NS-398 promotes pancreatic cancer cell invasion by CD147 and MMP-2 via the activation of P38

The overexpression or abnormal activation of cyclo-oxygenase-2 (COX-2) has been reported in pancreatic cancer cells. NS-398, a selective inhibitor of COX-2, is unable to inhibit pancreatic cancer cell proliferation, as determined by a Cell Counting Kit 8 assay. However, it does increase cancer cell invasiveness, and therefore the invasiveness of the PANC-1 cells was determined, along with the activation of P38, which was assessed by western blotting. In the present study, to evaluate the mechanisms underlying the action of NS-398 in pancreatic cancer cells, PANC-1 cells were treated with NS-398, and the invasion signaling pathways of cluster of differentiation (CD)147-matrix metalloproteinase (MMP)-2 and mitogen-activated protein kinases were evaluated. The results showed that NS-398-induced the expression of CD147 and MMP-2 via the activation of P38, which was involved in antiproliferative activity and induced pancreatic cancer cell invasiveness.

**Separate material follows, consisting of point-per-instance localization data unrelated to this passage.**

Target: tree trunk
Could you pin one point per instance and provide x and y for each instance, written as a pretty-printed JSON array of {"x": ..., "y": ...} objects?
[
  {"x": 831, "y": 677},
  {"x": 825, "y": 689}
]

The PANC-1 cells were also co-treated with CD147 small interfering (si)RNA and NS-398, and it was found that the NS-398-induced activation of P38 was not inhibited by CD147 siRNA, however, the expression of MMP-2 was inhibited. CD147 siRNA inhibited the invasiveness of the pancreatic cancer cells induced by NS-398, but also restored NS-398-induced antiproliferative activity. These data indicated that P38 in the pancreatic cancer cells was non-specifically activated by NS-398. This activation induced the expression of CD147-MMP-2, opposed the antiproliferative activity of NS-398 and increased the invasiveness of the PANC-1 cells.